The Foreign Earned Income Exclusion lets expats exclude the first around $100,000 of income (the exact figure rises a little each year) that they have actively earned while living abroad from US taxation.
This takes expats who are working abroad but not paying taxes abroad (such as Digital Nomads moving between foreign countries) and who are earning less than around $100,000 out of taxation liability entirely – although they still have to file a US tax return to claim the Foreign Earned Income Exclusion.
To claim the Foreign Earned Income Exclusion, expats must also prove that they live abroad in one of two ways.
The Bona Fide Residence Test requires proof that they are a permanent resident in another country. This may include rent and utility statements, or perhaps foreign tax statements or a permanent residence visa.
The Physical Presence Test meanwhile requires expats to prove that they spent at least 330 says outside the US in a 365 day period that overlaps with the tax year. If this period isn’t the tax year itself (such as for expats who moved abroad in the middle of a year), they can only claim the Foreign Earned Income Exclusion for the days that do fall within the tax year.
How to claim the Foreign Earned Income Exclusion?
“If both you and your spouse qualify for, and choose to claim, the Foreign Earned Income Exclusion, figure the amount of the exclusion separately, then each complete separate forms 2555-EZ” – the IRS
To claim the Foreign Earned Income Exclusion, expats must file form 2555 when they file their federal income tax return.
Expats get an automatic filing extension to June 15th, and they can claim a further extension until October 15th too, should they need to. This further extension may be useful for expats claiming the Foreign Earned Income Exclusion for a 365 day period that started midway through a tax year.
Some expats however may use the shorter form 2555-EZ .
Who can use form 2555-EZ to claim the Foreign Earned Income Exclusion?
Form 2555-EZ is available for expats with straightforward circumstances who want to claim the Foreign Earned Income Exclusion. In particular:
– Their total income must be less than the Foreign Earned Income Exclusion limit (around $100,000)
– All their earned income must be from wages, rather than having any from self-employment
– They must be claiming for an exact calendar year, rather than for an overlapping 365 day period
– They can’t also claim the Foreign Housing Exclusion or Deduction
– Their tax home (i.e.the place where they work) can’t have been in the US for any of the year that they are claiming the Foreign Earned Income Exclusion for.

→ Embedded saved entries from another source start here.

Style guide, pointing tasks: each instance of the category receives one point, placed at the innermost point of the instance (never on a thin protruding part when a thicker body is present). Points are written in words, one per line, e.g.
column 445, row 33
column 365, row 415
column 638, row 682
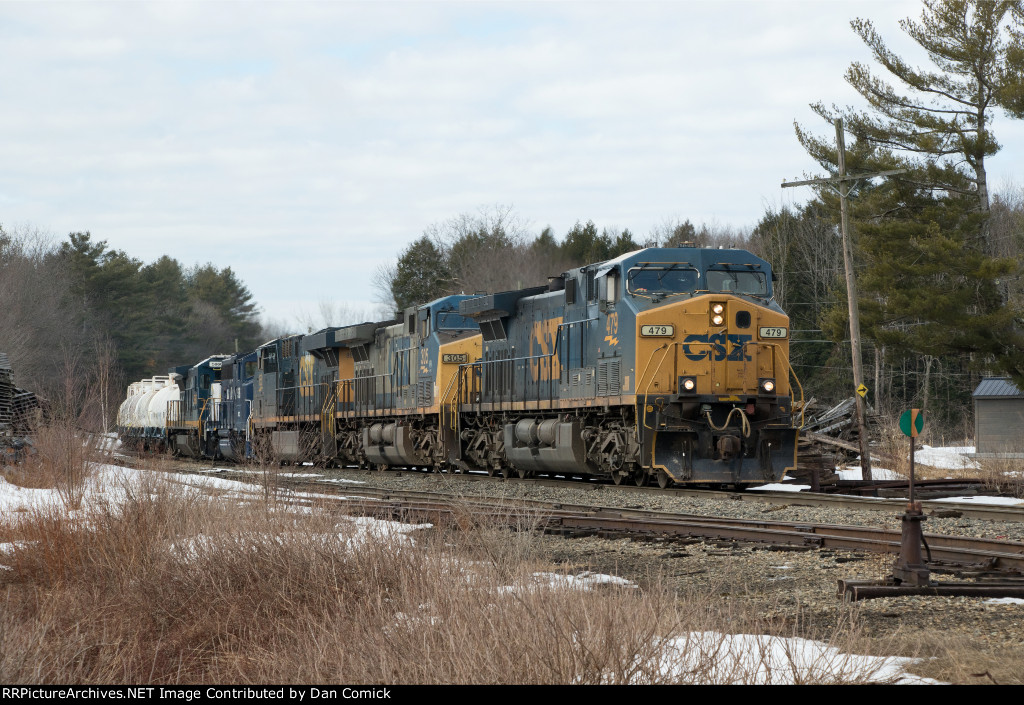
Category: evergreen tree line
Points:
column 938, row 258
column 82, row 310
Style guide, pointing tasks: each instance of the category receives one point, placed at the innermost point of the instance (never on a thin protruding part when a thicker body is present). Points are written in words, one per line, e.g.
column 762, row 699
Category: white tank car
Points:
column 168, row 391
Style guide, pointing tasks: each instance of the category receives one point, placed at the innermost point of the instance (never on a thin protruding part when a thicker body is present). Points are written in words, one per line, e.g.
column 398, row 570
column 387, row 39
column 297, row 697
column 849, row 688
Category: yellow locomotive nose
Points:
column 713, row 344
column 713, row 389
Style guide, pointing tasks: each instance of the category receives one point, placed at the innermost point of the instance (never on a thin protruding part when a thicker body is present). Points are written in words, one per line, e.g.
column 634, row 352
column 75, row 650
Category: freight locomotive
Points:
column 664, row 364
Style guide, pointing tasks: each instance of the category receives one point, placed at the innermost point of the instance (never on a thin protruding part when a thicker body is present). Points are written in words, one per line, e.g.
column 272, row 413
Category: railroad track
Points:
column 968, row 509
column 966, row 555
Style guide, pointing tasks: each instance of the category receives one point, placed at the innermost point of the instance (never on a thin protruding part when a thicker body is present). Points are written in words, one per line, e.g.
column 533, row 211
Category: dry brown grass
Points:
column 174, row 586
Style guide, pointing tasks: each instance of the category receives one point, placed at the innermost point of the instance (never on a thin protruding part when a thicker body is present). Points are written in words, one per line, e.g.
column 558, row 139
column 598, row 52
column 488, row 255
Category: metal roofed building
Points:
column 998, row 418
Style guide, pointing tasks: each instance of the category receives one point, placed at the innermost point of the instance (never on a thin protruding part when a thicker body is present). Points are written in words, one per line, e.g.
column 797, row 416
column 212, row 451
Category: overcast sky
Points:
column 304, row 143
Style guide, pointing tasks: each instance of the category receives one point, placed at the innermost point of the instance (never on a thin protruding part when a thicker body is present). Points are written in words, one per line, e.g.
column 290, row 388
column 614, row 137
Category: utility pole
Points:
column 843, row 184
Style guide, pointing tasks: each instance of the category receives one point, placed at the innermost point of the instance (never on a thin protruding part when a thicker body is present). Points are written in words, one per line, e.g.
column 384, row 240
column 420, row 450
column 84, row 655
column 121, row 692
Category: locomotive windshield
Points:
column 737, row 281
column 449, row 320
column 663, row 281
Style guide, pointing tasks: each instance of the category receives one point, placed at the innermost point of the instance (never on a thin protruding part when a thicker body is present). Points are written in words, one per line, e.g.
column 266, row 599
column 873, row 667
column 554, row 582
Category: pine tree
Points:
column 939, row 119
column 421, row 276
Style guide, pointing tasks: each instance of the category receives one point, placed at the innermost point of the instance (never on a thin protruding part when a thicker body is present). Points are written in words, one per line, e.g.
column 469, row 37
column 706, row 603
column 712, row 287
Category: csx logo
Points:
column 718, row 344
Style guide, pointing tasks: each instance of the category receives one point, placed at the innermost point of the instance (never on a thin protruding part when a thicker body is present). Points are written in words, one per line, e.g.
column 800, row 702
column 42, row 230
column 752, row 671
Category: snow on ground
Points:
column 583, row 581
column 757, row 659
column 733, row 658
column 947, row 457
column 780, row 487
column 1006, row 501
column 879, row 473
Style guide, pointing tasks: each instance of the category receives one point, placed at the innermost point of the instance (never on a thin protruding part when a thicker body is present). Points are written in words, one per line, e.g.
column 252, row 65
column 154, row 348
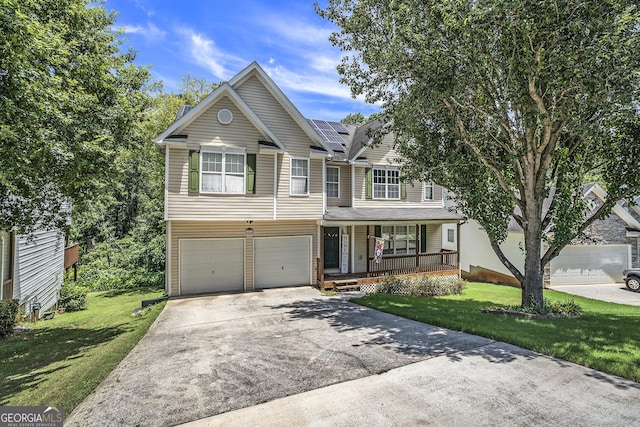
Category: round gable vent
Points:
column 225, row 116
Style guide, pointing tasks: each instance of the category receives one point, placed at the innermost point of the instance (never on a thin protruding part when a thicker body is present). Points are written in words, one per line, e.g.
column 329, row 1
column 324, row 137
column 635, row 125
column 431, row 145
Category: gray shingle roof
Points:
column 335, row 213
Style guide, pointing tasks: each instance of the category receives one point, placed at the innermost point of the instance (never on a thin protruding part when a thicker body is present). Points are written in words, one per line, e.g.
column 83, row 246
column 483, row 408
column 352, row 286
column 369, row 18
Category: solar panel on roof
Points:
column 329, row 134
column 339, row 127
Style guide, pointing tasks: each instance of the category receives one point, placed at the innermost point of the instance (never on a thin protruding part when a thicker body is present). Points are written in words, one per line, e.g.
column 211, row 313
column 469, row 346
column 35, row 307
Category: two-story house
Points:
column 257, row 196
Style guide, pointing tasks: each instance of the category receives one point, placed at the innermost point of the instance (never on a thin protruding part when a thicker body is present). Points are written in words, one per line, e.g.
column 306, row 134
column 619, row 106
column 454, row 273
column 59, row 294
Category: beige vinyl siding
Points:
column 297, row 144
column 236, row 229
column 345, row 188
column 182, row 205
column 415, row 195
column 207, row 130
column 275, row 117
column 39, row 266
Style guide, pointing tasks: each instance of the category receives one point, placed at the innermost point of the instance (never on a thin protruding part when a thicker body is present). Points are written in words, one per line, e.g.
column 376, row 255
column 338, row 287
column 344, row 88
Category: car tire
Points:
column 633, row 284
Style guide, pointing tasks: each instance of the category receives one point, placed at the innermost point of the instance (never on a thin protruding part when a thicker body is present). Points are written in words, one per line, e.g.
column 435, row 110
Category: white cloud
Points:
column 325, row 84
column 205, row 53
column 149, row 31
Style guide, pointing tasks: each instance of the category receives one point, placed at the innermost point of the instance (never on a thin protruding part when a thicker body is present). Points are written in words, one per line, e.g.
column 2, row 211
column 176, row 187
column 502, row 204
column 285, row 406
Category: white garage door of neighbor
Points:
column 211, row 265
column 282, row 261
column 590, row 264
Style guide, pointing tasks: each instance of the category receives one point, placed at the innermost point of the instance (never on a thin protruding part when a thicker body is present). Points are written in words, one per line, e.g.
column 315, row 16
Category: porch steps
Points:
column 346, row 285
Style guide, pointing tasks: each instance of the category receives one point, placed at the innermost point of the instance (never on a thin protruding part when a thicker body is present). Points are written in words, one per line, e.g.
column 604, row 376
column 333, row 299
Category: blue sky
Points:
column 216, row 39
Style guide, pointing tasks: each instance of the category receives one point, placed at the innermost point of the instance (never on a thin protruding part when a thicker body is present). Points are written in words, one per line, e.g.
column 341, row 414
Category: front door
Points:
column 331, row 247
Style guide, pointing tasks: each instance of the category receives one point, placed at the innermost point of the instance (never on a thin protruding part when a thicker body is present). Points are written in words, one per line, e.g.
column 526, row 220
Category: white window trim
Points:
column 224, row 151
column 386, row 184
column 433, row 191
column 407, row 240
column 291, row 176
column 337, row 182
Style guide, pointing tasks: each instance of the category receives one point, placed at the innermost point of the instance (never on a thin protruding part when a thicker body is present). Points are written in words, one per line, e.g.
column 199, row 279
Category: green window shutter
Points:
column 251, row 174
column 194, row 171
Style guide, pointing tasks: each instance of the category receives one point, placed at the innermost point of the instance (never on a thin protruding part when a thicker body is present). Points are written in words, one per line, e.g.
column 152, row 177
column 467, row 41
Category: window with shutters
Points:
column 428, row 190
column 222, row 172
column 299, row 181
column 333, row 182
column 386, row 182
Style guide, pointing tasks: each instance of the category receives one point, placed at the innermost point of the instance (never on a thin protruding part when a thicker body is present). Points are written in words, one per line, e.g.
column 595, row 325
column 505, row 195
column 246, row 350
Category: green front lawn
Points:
column 606, row 337
column 62, row 360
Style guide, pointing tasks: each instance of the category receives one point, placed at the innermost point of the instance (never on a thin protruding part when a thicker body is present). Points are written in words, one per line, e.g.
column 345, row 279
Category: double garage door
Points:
column 590, row 264
column 218, row 265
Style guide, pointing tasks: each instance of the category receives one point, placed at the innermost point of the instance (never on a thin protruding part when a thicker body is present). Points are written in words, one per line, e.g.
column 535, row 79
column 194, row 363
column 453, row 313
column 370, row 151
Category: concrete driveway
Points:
column 318, row 360
column 616, row 292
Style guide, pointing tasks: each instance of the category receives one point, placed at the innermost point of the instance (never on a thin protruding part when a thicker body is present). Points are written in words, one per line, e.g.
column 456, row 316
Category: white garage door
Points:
column 211, row 265
column 282, row 261
column 589, row 264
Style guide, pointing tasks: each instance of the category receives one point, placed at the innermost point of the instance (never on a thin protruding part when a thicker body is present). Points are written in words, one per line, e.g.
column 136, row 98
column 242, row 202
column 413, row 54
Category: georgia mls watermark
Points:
column 30, row 416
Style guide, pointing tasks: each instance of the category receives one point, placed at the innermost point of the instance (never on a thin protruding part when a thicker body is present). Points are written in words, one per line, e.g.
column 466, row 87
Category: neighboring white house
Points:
column 32, row 268
column 608, row 247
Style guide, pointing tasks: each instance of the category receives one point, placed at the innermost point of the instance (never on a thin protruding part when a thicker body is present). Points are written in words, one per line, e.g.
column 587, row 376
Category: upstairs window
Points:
column 386, row 182
column 299, row 181
column 428, row 190
column 333, row 182
column 223, row 172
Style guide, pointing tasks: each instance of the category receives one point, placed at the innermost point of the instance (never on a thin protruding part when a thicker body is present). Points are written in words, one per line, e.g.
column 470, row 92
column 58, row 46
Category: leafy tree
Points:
column 505, row 102
column 122, row 229
column 68, row 101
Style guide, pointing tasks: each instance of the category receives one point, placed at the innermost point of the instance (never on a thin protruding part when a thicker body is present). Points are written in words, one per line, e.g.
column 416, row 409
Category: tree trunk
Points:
column 532, row 285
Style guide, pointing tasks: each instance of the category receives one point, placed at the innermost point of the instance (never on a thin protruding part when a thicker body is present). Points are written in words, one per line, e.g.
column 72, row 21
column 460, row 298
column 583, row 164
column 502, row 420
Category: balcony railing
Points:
column 415, row 263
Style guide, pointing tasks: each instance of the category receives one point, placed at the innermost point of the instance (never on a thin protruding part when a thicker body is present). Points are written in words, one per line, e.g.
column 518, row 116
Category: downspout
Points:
column 166, row 183
column 324, row 185
column 353, row 249
column 353, row 186
column 168, row 261
column 275, row 186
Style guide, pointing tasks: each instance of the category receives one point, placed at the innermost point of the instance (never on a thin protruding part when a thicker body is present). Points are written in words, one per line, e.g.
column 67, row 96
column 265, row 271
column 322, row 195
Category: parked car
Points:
column 632, row 279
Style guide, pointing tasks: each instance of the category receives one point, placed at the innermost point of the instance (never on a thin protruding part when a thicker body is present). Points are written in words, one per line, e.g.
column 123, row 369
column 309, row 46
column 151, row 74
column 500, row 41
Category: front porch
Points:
column 354, row 261
column 429, row 265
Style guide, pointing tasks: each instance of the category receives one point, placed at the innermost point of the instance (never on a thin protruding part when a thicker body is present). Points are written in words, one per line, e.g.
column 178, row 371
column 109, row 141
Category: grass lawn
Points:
column 62, row 360
column 606, row 337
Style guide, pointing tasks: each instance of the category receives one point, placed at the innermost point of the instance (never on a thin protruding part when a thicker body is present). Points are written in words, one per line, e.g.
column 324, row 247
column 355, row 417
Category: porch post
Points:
column 321, row 257
column 458, row 248
column 417, row 246
column 367, row 241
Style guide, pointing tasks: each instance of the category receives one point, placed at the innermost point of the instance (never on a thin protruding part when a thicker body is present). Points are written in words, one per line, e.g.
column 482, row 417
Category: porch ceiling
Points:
column 346, row 214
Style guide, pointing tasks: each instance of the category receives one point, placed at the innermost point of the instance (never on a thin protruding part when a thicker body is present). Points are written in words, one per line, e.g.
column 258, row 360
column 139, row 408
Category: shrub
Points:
column 73, row 297
column 8, row 313
column 421, row 286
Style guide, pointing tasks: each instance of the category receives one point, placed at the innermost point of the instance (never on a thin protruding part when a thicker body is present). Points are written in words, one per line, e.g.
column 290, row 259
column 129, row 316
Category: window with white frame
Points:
column 399, row 239
column 386, row 182
column 428, row 190
column 333, row 181
column 299, row 184
column 222, row 172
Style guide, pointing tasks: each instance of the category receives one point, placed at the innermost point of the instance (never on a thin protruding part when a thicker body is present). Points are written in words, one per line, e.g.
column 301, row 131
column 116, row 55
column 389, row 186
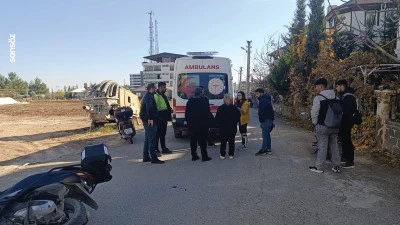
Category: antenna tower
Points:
column 151, row 49
column 156, row 37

Expats who meet all of the above conditions can use form 2555-EZ, rather than the longer, more complex form 2555, to claim the Foreign Earned Income Exclusion.
Catching up
Expats who didn’t realize that they had to file US taxes (or FBARs) can catch up without facing any penalties using the Streamlined Procedure amnesty program.
Penalties for not filing US taxes and FBARs for US expats can be steep, and the IRS has access to global banking and much foreign tax information, so we strongly recommend that expats who are behind with their US tax filing catch up at the earliest opportunity.